Source code for varats.data.databases.blame_interaction_degree_database

"""Module for the base BlameInteractionDegreeDatabase class."""
import typing as tp
from enum import Enum

import numpy as np
import pandas as pd

from varats.data.cache_helper import build_cached_report_table
from varats.data.databases.evaluationdatabase import EvaluationDatabase
from varats.data.reports.blame_report import (
    generate_author_degree_tuples,
    generate_avg_time_distribution_tuples,
    generate_max_time_distribution_tuples,
    generate_lib_dependent_degrees,
)
from varats.experiments.vara.blame_report_experiment import (
    BlameReportExperiment,
)
from varats.jupyterhelper.file import load_blame_report
from varats.mapping.commit_map import CommitMap
from varats.paper.case_study import CaseStudy
from varats.paper_mgmt.case_study import get_case_study_file_name_filter
from varats.project.project_util import create_project_commit_lookup_helper
from varats.report.report import ReportFilepath
from varats.revision.revisions import (
    get_failed_revisions_files,
    get_processed_revisions_files,
)

MAX_TIME_BUCKET_SIZE = 1
AVG_TIME_BUCKET_SIZE = 1



[docs]
class DegreeType(Enum):
    """Degree types of blame interaction data."""
    value: str  # pylint: disable=invalid-name

    INTERACTION = "interaction"
    AUTHOR = "author"
    MAX_TIME = "max_time"
    AVG_TIME = "avg_time"



def _split_tuple_values_in_lists_tuple(
    list_of_occurrences: tp.List[tp.Tuple[int, int]]
) -> tp.Tuple[tp.List[int], tp.List[int]]:
    """
    Maps the first and second value of the passed tuples to two separate lists
    respectively and returns them as a tuple.

    Args:
        list_of_occurrences: list of tuples that are going to be separated

    Returns:
        a tuple of lists containing the first and second values of the passed
        tuples
    """

    degrees: tp.List[int] = []
    amounts: tp.List[int] = []

    if not list_of_occurrences:
        return degrees, amounts

    degrees_untyped, amounts_untyped = map(list, zip(*list_of_occurrences))
    degrees = tp.cast(tp.List[int], degrees_untyped)
    amounts = tp.cast(tp.List[int], amounts_untyped)

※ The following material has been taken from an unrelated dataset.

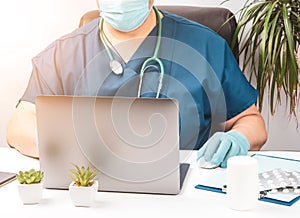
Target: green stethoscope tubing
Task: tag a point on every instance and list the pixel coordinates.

    return degrees, amounts



[docs]
class BlameInteractionDegreeDatabase(
    EvaluationDatabase,
    cache_id="blame_interaction_degree_data",
    column_types={
        "degree_type": 'str',
        "base_lib": 'str',
        "inter_lib": 'str',
        "degree": 'int64',
        "amount": 'int64',
        "fraction": 'float64'
    }
):
    """Provides access to blame interaction degree data."""

    @classmethod
    def _load_dataframe(
        cls, project_name: str, commit_map: CommitMap,
        case_study: tp.Optional[CaseStudy], **kwargs: tp.Any
    ) -> pd.DataFrame:
        commit_lookup = create_project_commit_lookup_helper(project_name)

        def create_dataframe_layout() -> pd.DataFrame:
            df_layout = pd.DataFrame(columns=cls.COLUMNS)
            df_layout = df_layout.astype(cls.COLUMN_TYPES)
            return df_layout

        def create_data_frame_for_report(
            report_path: ReportFilepath
        ) -> tp.Tuple[pd.DataFrame, str, str]:
            report = load_blame_report(report_path)

            categorised_degree_occurrences = generate_lib_dependent_degrees(
                report
            )

            def calc_total_amounts() -> int:
                total = 0

                for _, lib_dict in categorised_degree_occurrences.items():
                    for _, tuple_list in lib_dict.items():
                        for degree_amount_tuple in tuple_list:
                            total += degree_amount_tuple[1]
                return total

            total_amounts_of_all_libs = calc_total_amounts()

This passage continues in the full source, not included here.